Look at the top of the guides and the bottom of the retainers. If there's interference (sounds like there likely well may be) then a stud girdle isn't going to fix it. Design choices that result in moving parts bashing into castings is never a recipe for a successful engine build.
You think the rockers could be hitting the valve locks and retainers? I can't remember the exact comp part numbers I used. Built the engine three years ago.
I noticed today my brand new lifters aren't even pumped up, what could be causing that on a new engine with good oil pressure? Running hydraulic roller.
All the issues I was having before was caused by a bad pick up coil. And since I replaced the distributor I've seemed to open up a big can of timing/valvetrain problems. Never ending, the car should have been on the road over two months ago. I plan on working on it when I get off at 6 am, I'll look at things again closer tomorrow. I just don't want to get in a rush and tighten everything up and drive it and blow the valve train to pieces. I spent close to a grand on just it alone.
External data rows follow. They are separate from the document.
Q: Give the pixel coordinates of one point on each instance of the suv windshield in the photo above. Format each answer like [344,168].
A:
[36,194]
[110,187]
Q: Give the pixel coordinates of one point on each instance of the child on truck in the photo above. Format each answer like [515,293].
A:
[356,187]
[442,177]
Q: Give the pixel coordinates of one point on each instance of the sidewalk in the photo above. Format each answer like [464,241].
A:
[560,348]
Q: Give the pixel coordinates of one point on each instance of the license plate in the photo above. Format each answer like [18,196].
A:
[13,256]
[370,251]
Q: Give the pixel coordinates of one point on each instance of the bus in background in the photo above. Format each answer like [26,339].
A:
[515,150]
Last edited by FireInMe17; 06-03-2016 at 03:13 AM.
Reason: Spelling
Readjusted the valves today, boy were they out. Don't think the engine builder adjusted them right. Pics are with #1 intake fully open and exhaust fully seated obviously. Plenty of clearance, and the studs don't look like they're pulling out. I think they were just way put of adjustment and instead of opening and closing smooth they were just smacking open really quick and that's why it only wanted to run wot because that's the only time any air was getting in to make a difference.
I'd still be worried about pulling a stud out. When I rebuilt my heads I put pins in to make sure the studs won't pull out. I wish I had it in my budget to get screw in studs but at the time I didn't.
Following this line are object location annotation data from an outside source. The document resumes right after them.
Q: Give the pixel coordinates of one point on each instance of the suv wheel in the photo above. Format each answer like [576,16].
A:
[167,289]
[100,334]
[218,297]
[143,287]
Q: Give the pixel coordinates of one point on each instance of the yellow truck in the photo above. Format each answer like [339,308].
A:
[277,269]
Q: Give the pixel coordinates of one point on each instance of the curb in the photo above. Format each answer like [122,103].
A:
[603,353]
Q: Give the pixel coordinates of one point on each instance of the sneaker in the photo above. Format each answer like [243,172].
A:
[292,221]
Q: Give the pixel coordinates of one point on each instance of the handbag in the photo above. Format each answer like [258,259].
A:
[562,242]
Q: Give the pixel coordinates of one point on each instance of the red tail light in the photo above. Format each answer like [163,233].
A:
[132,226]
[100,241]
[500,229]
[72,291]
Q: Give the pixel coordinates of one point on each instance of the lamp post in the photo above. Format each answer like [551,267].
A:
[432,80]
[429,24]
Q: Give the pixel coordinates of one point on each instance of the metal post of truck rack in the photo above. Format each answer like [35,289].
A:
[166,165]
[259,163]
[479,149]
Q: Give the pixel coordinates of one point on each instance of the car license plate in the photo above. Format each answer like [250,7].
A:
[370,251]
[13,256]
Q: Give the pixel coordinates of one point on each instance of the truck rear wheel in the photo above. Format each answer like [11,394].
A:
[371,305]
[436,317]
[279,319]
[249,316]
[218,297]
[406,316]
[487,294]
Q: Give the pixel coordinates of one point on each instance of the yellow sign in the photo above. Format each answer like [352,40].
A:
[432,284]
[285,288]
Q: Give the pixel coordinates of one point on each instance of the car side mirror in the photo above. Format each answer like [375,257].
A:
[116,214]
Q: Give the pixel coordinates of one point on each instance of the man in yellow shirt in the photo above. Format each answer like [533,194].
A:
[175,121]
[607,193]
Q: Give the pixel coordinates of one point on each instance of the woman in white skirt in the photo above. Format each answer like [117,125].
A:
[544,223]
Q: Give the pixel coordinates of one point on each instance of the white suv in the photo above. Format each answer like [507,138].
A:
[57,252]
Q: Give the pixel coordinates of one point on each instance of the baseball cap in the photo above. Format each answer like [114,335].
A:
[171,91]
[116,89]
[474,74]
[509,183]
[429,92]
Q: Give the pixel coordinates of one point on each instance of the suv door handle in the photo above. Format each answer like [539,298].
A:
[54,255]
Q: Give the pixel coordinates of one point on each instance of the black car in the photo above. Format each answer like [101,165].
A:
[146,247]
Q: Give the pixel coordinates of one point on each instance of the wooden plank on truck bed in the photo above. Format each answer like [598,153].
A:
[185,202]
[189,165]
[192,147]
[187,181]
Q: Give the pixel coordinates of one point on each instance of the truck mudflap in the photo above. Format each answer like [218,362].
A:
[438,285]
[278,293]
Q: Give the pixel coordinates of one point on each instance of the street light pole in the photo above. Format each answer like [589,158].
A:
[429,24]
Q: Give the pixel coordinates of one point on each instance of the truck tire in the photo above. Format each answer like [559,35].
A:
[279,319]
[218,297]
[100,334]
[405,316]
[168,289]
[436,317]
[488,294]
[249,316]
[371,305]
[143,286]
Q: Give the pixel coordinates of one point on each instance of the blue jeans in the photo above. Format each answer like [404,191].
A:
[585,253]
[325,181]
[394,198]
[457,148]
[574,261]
I think you should at least put pins in just to be safe.
I'll have to look into getting them pinned because I don't want to have to worry about it either. I still have to change my oil and put it all back together but here's to hoping it's right now, it feels a lot better that's for sure!
if you lay a straight edge across the top of all 8 adjuster nuts, are they all about the same? i've seen where guys have put a trunion upside down before by accident. sounds like you had to go over the builders work?
somebody used to sell clear valvecovers but i think they would turn yellowish after a while.
I know the guy personally, and I graduated with his son but he told me they were a pain in the ***. He asked me if I adjusted them when he came and helped me fire it for the first time so maybe he expected me to do it haha
Only reason I didn't get the 1.6s was because the vortecs need machining to fit them, and I didn't think it was going to be that big of a difference between .525 and .492 lift. Whenever I get bored I'll take the heads off and p&p, gasket match, and do the machining so I can run the 1.6s. Next upgrade to the engine is the high flow runners like you have. Didn't have the budget when I was building it. Redid the entire car mechanically December and January.
I'll def be getting a pair for the 350 TPI I'm building for the 79 K5, and maybe the Silverado will need them too. I know all of them are gonna need long tube headers and K&N.
I'm running a stock L98 Bottom end with a Stock LT1 cam. I ported the heads, cut the Valve guides for more lift, Pinned the studs and Put new 1.94/1.50 SS swirl polished and back-cut valves in with new springs and 10 degree locks and retainers. I ported the stock TPI base and plenum and ported the slp runners. I have 24lb injectors on it and run the super-aujp prom developed by members here.
I'm currently completely redoing the suspension and brakes. LS1 Fronts/ LT1 pbr rears.
I'll probably through up a post on that once I'm finished complete with pics.
I also have a LT1 from a Impala sitting that I am thinking about rebuilding and replacing the l98 with but thats at least 2 years away.